Download or read book The Asian 21st Century written by Kishore Mahbubani and published by Springer Nature. This book was released on 2022 with total page 250 pages. Available in PDF, EPUB and Kindle. Book excerpt: This open access book consists of essays written by Kishore Mahbubani to explore the challenges and dilemmas faced by the West and Asia in an increasingly interdependent world village and intensifying geopolitical competition. The contents cover four parts: Part One The End of the Era of Western Domination. The major strategic error that the West is now making is to refuse to accept this reality. The West needs to learn how to act strategically in a world where they are no longer the number 1. Part Two The Return of Asia. From the years 1 to 1820, the largest economies in the world were Asian. After 1820 and the rise of the West, however, great Asian civilizations like China and India were dominated and humiliated. The twenty-first century will see the return of Asia to the center of the world stage. Part Three The Peaceful Rise of China. The shift in the balance of power to the East has been most pronounced in the rise of China. While this rise has been peaceful, many in the West have responded with considerable concern over the influence China will have on the world order. Part Four Globalization, Multilateralism and Cooperation. Many of the world's pressing issues, such as COVID-19 and climate change, are global issues and will require global cooperation to deal with. In short, human beings now live in a global village.
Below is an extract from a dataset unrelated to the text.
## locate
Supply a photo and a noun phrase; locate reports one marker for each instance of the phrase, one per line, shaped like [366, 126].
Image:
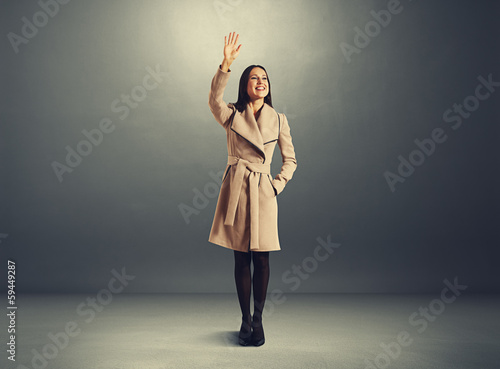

States must work with each other, and we need a world order that enables and facilitates cooperation in our global village.

Bitter and Sweet

Download Bitter and Sweet PDF Online Free

Author :
Publisher : Univ of California Press
ISBN 13 : 0520293525
Total Pages : 278 pages
Book Rating : 4.5/5 (22 download)

DOWNLOAD NOW!


Book Synopsis Bitter and Sweet by : Ellen Oxfeld

Download or read book Bitter and Sweet written by Ellen Oxfeld and published by Univ of California Press. This book was released on 2017-05-23 with total page 278 pages. Available in PDF, EPUB and Kindle. Book excerpt: Less than a half century ago, China experienced a cataclysmic famine, which was particularly devastating in the countryside. As a result, older people in rural areas have experienced in their lifetimes both extreme deprivation and relative abundance of food. Young people, on the other hand, have a different relationship to food. Many young rural Chinese are migrating to rapidly industrializing cities for work, leaving behind backbreaking labor but also a connection to food through agriculture. Bitter and Sweet examines the role of food in one rural Chinese community as it has shaped everyday lives over the course of several tumultuous decades. In her superb ethnographic accounts, Ellen Oxfeld compels us to reexamine some of the dominant frameworks that have permeated recent scholarship on contemporary China and that describe increasing dislocation and individualism and a lack of moral centeredness. By using food as a lens, she shows a more complex picture, where connectedness and sense of place continue to play an important role, even in the context of rapid change.